The problem is invisible. The solution is expressed in a symbology that few laypeople can decipher. And despite more than a decade of development, any substantive sign of that solution’s effect on humanity is still, at best, years away. But in terms of impact, it doesn’t get much bigger, clearer, and more immediate than the prospect of a successful HIV vaccine.
Atlanta is at the center of the worldwide war against AIDS, which has killed more than half a million Americans since the Centers for Disease Control and Prevention first reported on it thirty years ago. For ten years, microbiologist Harriet Robinson and her team at Smyrna-based GeoVax have been taking advantage of the city’s unique combination of resources—Emory University’s Vaccine Center, the Yerkes National Primate Research Center, and the nearby CDC—to cultivate a vaccine that not only prevents but also combats HIV, the retrovirus that causes AIDS.
Since Robinson started her AIDS research as a professor at the University of Massachusetts in 1992, attempts at an HIV inoculation have come and gone, with four vaccines going as far as the third and final phase of efficacy testing through the HIV Vaccine Trials Network. Two of the four attempts failed, and one is still being tested. Robinson’s vaccine is expected to be the fifth to graduate to efficacy trials, and it differs from its predecessors by using a human protein that, along with viral proteins, increases the body’s production of T-cells—white blood cells able to recognize, attack, and, hopefully, kill the virus—as well as antibodies that can block HIV.
In 2009 primates at the Yerkes research facility were vaccinated before being exposed to SIV—Simian Immunodeficiency Virus, the closest known cousin to HIV. A group of rhesus macaque monkeys was injected with the vaccine and then exposed to the virus in three twelve-week trials. The results were staggering. After the first twelve-week period, 70 percent of the subjects remained uninfected. After the second period, that number shot to 80 percent of the same group. Only after Robinson introduced a more potent strain of SIV during the third period did 100 percent of the primates become infected.
As Robinson and her team enter the third phase of trials, the biggest hurdle may be funding the research and production of the vaccine—the third trial alone is projected to cost $80 million. However, Robinson says a patient with HIV/AIDS will spend $500,000 in lifetime medical costs. With more than a million Americans living with HIV—and almost 50,000 newly infected every year—the math in support of research adds up.
While the worldwide implications of a successful vaccine are obvious, the local impact can’t be ignored. After all, the AIDS epidemic is growing faster in the Southeast than in any other region in the country.
If successful, the vaccine will bring Atlanta high-profile attention and draw researchers to the city.
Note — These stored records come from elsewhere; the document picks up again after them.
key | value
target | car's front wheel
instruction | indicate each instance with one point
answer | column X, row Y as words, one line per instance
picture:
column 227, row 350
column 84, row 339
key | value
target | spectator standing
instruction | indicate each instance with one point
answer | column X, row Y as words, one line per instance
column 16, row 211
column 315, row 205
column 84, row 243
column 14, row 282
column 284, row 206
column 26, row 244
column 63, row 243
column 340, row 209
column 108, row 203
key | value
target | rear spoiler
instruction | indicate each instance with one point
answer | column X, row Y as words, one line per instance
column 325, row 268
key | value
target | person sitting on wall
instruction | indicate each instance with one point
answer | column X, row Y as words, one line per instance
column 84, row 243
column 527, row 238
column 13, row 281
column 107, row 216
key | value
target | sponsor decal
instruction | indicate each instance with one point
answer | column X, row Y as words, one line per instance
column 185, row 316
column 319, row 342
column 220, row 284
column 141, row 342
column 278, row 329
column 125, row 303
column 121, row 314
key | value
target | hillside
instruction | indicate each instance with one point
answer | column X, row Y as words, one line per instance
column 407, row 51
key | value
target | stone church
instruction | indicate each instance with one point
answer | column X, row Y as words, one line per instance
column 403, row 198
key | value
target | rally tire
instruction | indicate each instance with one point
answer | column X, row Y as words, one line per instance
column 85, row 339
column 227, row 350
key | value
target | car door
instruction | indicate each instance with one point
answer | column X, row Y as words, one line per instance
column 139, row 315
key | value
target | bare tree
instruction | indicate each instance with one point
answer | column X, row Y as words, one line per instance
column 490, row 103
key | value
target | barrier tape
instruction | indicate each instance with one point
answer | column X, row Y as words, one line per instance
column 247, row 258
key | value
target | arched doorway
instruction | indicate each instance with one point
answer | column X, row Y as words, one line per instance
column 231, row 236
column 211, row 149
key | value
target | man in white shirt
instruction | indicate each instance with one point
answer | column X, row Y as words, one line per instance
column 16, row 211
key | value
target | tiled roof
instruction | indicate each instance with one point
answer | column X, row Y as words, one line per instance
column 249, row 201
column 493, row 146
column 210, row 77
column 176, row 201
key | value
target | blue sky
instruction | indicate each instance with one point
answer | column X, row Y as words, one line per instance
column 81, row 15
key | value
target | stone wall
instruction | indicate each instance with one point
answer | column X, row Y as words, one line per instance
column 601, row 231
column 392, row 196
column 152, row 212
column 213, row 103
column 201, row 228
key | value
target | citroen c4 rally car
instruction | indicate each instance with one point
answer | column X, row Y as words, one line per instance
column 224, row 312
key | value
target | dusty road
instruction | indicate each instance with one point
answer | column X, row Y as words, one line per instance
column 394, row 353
That’s good news to Robinson, but her focus remains on the fight against the virus. The current formula is geared toward the clade B strain of HIV, which is prevalent in the United States. Meanwhile GeoVax researchers are starting to apply what they’ve learned to treat clade C, the strain that has infected more than 22 million people in sub-Saharan Africa alone. “A vaccine is possible,” she says, knocking on her mahogany conference table. “We’re still years away. But I think we’re going to have one before people think we are.”